Когда перед ночным отвязывали и выпускали лошадей и те, нетерпеливо теснясь, выбегали за конюшенные ворота, Кречет, уже зная, куда их и зачем выгоняют, тоскливо посматривал из-за своей загородки на светлый квадрат распахнутой зари и даже пытался напомнить о себе ржаньем. Но голоса у него уже не было, и он лишь немо и тяжко выдыхал неозвученный воздух. Касьян под конец выпустил и его, и Кречет, выйдя за порог, глубоко и шумно вздохнул. А потом, выфукивая пыль из-под разлатых, уже не ковавшихся копыт, тяжело неся свой громоздкий остов, трусил позади табуна, стараясь не отставать, как тогда дедушко Селиван…

«Кабы б всё только с пользой, дак многое на этом свете найдётся бесполезного, — размышлял Касьян, глядя на серую глыбу лошади на берегу. — Не одной пользой живёт человек».

Иногда к Касьяну подходила бродливая Пчёлка. Лоснясь лунными бликами, вся трепетно насторожённая, готовая во всякую минуту отпрянуть, взвиться и отскочить с игривым испугом, она принималась обнюхивать Касьянов узелок с едой, чёрный закопчённый котелок, оброненный в траву ременный кнут, потом подбиралась и к самому Касьяну, тыкалась мордой в кожух, брезгливо сфыркивая от запаха овчины, тянулась мягкими губами к его старенькой кепке, пропахшей конюшней, овсом и сеном.
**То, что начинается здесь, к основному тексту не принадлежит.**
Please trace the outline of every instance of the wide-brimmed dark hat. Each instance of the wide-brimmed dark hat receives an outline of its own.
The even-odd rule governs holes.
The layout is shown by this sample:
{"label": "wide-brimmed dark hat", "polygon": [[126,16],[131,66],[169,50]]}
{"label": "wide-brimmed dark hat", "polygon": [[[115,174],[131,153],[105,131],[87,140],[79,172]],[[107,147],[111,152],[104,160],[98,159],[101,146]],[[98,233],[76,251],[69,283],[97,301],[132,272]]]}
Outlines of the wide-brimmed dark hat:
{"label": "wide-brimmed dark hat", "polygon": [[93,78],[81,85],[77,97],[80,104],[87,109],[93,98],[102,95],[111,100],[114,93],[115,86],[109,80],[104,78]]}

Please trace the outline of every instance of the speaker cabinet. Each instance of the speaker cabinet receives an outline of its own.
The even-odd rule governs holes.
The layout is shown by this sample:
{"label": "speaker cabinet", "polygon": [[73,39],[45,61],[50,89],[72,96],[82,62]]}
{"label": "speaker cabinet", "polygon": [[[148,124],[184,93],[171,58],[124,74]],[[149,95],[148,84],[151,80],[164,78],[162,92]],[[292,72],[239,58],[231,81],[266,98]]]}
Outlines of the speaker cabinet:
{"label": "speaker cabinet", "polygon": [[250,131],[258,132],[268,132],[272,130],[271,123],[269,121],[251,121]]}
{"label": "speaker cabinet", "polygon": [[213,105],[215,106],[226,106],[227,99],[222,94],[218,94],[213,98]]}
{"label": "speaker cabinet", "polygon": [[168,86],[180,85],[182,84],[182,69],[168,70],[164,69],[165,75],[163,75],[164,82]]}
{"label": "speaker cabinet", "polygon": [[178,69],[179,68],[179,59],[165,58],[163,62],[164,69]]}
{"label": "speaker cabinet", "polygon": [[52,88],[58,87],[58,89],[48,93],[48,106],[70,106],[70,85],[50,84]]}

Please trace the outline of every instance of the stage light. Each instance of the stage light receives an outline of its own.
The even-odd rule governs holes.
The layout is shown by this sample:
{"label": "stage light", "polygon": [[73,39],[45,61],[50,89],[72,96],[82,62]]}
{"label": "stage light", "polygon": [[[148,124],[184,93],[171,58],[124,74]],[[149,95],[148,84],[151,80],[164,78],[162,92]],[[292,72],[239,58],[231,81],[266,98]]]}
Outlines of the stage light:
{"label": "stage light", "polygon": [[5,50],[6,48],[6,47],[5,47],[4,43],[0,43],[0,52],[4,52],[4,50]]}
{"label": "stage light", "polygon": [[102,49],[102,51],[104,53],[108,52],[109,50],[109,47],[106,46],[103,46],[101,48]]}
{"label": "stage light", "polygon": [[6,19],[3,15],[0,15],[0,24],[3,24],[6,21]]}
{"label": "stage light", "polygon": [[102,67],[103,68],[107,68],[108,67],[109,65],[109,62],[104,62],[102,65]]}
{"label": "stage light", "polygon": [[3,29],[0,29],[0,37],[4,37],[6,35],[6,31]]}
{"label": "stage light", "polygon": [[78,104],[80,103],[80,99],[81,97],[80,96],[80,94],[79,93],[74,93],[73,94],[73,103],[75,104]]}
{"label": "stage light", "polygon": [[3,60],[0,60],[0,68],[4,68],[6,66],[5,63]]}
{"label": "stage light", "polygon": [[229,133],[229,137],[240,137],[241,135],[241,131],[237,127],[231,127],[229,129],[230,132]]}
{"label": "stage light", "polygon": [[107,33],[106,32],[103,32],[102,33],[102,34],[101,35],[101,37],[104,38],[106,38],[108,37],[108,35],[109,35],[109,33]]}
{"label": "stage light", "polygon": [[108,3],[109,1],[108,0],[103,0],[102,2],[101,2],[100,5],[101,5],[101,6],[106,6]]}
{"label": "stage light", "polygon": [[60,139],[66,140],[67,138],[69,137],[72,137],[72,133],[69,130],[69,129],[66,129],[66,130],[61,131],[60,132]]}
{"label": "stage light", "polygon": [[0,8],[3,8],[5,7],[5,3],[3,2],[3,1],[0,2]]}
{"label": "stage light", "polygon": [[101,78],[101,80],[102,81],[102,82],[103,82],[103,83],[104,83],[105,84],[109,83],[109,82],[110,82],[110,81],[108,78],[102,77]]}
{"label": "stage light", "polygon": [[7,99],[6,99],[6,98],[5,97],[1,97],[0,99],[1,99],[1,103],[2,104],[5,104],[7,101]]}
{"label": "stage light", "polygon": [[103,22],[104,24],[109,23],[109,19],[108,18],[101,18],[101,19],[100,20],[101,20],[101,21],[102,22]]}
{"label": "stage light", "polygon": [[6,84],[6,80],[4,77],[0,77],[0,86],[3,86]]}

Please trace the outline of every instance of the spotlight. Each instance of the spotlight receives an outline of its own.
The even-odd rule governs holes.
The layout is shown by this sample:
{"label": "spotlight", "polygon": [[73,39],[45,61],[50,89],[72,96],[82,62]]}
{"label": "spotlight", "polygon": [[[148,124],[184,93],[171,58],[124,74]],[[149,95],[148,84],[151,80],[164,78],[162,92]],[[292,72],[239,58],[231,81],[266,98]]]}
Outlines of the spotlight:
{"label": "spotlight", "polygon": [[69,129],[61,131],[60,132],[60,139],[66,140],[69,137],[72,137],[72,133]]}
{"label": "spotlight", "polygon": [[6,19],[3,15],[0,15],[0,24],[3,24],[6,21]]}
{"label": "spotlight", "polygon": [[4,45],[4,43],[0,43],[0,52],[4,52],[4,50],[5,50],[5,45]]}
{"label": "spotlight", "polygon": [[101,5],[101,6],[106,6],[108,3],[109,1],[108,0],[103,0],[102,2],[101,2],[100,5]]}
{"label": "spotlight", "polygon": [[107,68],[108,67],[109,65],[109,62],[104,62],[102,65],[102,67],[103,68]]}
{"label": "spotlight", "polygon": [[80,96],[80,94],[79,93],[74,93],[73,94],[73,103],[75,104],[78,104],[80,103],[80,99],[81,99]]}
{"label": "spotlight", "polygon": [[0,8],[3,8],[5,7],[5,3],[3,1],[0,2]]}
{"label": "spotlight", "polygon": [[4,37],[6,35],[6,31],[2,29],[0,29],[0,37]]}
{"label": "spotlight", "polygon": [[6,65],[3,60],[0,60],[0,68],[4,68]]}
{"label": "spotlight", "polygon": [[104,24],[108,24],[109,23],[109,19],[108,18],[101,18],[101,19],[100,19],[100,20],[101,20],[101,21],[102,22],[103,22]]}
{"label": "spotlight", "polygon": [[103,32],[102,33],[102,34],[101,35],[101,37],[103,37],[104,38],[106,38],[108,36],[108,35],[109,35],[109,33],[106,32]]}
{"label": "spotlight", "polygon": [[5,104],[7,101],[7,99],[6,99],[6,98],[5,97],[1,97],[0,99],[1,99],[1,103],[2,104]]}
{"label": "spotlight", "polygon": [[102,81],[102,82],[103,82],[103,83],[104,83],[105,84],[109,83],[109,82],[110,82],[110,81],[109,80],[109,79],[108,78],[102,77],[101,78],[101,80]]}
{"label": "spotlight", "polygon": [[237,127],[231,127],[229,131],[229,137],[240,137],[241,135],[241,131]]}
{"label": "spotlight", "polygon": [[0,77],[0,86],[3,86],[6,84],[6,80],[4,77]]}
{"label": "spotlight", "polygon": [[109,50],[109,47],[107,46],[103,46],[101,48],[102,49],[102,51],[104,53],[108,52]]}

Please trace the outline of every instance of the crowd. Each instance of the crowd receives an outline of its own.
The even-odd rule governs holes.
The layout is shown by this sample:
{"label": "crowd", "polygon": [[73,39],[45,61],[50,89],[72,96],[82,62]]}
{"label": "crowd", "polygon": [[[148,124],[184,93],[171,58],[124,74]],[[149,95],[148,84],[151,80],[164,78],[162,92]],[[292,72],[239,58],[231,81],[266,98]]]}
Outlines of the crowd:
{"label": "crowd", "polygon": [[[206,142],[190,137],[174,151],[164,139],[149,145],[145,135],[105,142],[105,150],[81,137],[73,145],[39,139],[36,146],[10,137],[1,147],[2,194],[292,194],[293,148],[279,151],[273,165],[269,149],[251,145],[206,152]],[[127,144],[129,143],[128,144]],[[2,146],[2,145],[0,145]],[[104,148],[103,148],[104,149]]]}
Касьян не отпугивал кобылу, недвижно лежал, полнясь сладким удовольствием от этого осторожного прикосновения лошади, накрывшей его своей тенью и веющей терпким и таким близким и успокаивающим духом здоровой конской плоти.

— Ну будет, будет… — наконец повернулся он к Пчёлке, когда та задышала в самое ухо и даже ослюнявила его. — Ступай, пощипи. А то пробегаешь так-то… Вон, глянь-ка, Варя молодчина какая.

Он говорил совсем по-мирному, будто позабыл, что идёт война.

После деревенской колготы, бабьего рёва и томительного ожидания чего-то здесь, в лугах, стало Касьяну особенно отрадно, тут можно было хотя бы на время отдаться тому неведению беды, в коем пребывали и эта ночная отдыхающая земля, и вода, и кони, и всё, что таилось, жило и радовалось жизни в этой чуткой голубой полутьме, — всякий сверчок, птаха или зверушка, ныне никому не нужные, бесполезные твари.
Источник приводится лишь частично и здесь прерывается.